The Review insists on the importance of international cooperation (pp. 90-91). Following the failure of the last UNGGE, the Review affirms that it does not end diplomatic efforts and that it calls to think over and redesign the ways these matters are dealt with at the UN level. The Review also lists other fora where these discussions are taking place at the multilateral level (G20, G7) and regional level (OSCE), and in which France is taking an active part. Alongside these inter-state debates, the Review underlines the importance of "track 2" fora, gathering states, civil society, private actors and researchers (e.g. the Global Commission on the Stability of Cyberspace, the Sino-European Cyber Dialogue, the Global Forum on Cyber Expertise, etc.). Finally, the Review recommends a French initiative at the G20 for the regulation of the activities of the private sector having an effect on the international security of cyberspace (p.91).

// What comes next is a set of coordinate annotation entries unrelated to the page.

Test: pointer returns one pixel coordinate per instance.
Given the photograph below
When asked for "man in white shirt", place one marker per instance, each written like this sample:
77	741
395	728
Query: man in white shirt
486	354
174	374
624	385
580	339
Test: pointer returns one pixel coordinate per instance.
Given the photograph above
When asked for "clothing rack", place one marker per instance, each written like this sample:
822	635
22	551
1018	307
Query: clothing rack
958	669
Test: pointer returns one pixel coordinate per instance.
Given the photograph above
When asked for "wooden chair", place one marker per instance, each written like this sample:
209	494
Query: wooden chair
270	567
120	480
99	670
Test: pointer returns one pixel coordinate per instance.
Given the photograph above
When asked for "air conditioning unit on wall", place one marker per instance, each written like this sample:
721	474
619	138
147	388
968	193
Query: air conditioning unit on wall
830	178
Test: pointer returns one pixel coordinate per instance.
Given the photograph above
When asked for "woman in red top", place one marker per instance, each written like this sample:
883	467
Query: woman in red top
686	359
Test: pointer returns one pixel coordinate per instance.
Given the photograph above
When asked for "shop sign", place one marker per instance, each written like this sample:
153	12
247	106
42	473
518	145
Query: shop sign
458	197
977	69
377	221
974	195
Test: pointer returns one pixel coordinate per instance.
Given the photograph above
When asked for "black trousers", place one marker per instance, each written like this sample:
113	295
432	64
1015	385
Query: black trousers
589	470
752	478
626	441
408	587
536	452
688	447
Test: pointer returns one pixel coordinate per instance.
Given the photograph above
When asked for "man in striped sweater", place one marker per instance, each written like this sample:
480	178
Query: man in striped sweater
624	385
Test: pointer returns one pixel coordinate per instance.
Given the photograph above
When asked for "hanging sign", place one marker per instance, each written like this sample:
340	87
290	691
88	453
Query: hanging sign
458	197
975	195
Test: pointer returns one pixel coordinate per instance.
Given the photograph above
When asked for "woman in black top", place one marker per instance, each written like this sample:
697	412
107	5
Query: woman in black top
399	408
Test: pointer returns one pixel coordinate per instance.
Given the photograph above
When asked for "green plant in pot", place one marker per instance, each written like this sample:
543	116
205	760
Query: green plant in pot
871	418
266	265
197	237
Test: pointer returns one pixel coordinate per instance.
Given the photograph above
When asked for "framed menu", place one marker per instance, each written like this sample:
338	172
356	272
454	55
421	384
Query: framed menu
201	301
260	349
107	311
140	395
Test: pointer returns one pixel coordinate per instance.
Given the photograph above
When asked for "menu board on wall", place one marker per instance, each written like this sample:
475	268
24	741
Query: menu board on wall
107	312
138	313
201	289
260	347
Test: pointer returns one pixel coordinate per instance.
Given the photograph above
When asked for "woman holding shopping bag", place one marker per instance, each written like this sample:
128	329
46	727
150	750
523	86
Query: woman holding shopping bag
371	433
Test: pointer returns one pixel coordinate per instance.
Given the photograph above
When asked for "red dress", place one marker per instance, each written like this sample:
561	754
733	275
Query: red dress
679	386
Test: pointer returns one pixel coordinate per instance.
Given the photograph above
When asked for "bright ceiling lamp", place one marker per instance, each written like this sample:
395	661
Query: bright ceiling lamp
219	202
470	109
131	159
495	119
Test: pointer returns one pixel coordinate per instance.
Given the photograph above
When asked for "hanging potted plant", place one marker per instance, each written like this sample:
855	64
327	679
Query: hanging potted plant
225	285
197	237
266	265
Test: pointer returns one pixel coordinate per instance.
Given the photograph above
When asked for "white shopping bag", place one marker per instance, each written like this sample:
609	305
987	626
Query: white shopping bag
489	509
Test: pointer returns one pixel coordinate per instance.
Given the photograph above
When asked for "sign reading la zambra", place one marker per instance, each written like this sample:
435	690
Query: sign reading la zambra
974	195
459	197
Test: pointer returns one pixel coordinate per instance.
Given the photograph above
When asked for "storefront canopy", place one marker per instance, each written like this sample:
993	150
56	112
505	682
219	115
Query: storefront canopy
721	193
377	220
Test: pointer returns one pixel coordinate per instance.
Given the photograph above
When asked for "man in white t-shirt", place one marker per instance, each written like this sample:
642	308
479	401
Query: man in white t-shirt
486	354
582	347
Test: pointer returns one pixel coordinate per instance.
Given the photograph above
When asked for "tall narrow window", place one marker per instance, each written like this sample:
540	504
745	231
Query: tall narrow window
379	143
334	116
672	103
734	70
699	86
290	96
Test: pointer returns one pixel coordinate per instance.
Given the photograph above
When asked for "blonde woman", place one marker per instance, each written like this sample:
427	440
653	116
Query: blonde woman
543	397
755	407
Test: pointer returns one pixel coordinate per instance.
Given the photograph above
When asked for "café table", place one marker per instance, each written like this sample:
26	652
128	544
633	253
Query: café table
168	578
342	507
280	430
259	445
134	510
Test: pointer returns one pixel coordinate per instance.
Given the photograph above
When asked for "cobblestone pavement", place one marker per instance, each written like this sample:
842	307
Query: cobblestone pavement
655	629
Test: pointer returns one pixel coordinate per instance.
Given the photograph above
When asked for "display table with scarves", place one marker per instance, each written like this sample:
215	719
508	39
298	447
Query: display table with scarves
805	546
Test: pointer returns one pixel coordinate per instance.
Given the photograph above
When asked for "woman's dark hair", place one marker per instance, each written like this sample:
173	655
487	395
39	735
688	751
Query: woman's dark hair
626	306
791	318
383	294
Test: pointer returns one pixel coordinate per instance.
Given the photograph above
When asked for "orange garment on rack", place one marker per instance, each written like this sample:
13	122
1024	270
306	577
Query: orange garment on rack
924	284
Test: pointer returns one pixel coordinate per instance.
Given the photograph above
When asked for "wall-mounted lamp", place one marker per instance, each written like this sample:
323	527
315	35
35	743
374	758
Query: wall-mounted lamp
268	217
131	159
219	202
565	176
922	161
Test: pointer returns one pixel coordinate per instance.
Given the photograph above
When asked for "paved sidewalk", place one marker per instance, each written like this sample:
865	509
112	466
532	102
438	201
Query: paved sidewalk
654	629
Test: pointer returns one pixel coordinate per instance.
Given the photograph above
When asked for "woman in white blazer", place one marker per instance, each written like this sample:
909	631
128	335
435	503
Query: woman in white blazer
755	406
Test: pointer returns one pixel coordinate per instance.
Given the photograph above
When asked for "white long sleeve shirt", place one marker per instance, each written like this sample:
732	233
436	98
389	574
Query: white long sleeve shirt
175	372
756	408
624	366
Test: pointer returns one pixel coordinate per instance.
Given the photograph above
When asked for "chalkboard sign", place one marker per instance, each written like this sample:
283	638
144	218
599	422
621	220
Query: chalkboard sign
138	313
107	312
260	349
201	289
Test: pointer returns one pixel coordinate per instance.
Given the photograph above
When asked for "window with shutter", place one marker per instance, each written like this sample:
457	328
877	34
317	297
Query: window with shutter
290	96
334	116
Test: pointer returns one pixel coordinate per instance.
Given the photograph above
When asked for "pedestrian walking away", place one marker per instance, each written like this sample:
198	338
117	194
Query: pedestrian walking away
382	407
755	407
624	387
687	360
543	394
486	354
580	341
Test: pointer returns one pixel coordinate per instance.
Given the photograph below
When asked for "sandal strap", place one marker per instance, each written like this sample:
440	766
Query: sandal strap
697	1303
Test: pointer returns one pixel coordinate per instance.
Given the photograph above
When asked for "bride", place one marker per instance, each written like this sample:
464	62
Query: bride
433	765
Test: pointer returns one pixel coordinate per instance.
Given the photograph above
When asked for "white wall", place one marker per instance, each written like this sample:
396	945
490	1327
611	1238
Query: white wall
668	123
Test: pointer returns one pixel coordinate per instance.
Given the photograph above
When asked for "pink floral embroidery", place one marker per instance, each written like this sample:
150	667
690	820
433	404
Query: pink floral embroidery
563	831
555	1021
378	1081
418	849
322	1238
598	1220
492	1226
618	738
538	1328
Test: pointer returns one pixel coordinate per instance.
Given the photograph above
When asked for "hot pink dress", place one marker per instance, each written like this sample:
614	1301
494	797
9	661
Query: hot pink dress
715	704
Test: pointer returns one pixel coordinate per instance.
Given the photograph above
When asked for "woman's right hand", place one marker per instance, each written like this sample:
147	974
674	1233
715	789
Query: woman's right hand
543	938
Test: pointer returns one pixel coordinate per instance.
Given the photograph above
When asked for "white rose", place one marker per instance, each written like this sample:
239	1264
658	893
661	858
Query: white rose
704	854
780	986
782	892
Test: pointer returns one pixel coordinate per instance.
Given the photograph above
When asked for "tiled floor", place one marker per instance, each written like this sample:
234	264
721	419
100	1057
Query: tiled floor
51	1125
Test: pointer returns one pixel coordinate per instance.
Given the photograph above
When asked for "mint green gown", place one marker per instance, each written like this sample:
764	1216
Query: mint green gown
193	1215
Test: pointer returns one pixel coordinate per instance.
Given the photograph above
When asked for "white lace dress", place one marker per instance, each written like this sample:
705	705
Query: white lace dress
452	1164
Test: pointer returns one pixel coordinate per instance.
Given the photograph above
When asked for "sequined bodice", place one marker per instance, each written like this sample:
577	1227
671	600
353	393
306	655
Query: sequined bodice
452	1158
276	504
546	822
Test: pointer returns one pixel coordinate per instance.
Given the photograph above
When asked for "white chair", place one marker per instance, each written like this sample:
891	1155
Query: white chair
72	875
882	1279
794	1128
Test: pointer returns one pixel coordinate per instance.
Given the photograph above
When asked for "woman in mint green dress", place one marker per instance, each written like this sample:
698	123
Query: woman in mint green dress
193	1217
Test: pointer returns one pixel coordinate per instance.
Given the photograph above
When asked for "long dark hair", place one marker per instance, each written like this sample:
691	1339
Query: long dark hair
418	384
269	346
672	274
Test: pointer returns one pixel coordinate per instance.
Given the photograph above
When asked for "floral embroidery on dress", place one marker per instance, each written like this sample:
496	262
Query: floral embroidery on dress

The third part of the Review, entitled "The state, responsible for the cybersecurity of society" is articulated around the concept of digital sovereignty, notably implying the necessity to take into account the security of the citizens, the private sector and local authorities when defining French cyber defense. Digital sovereignty is defined as the capacity of the State to act sovereignly in cyberspace by preserving its autonomous capacity of appreciation, decision and action, while simultaneously protecting the traditional components of sovereignty from the dangers arising from the increasing digitization of societies (p. 93). This last part describes the organization of the national cybersecurity and outlines the role of the French Cybersecurity Agency (ANSSI – Agence nationale de la sécurité des systèmes d’information). In conclusion, it is important to highlight that the Cyberdefense Strategic Review is also a seminal document as it is the first time that the various approaches and strategies of the different components of the State – including the Ministry of Foreign Affairs, Ministry of Defense, ANSSI, etc. – are gathered and articulated into one national strategy.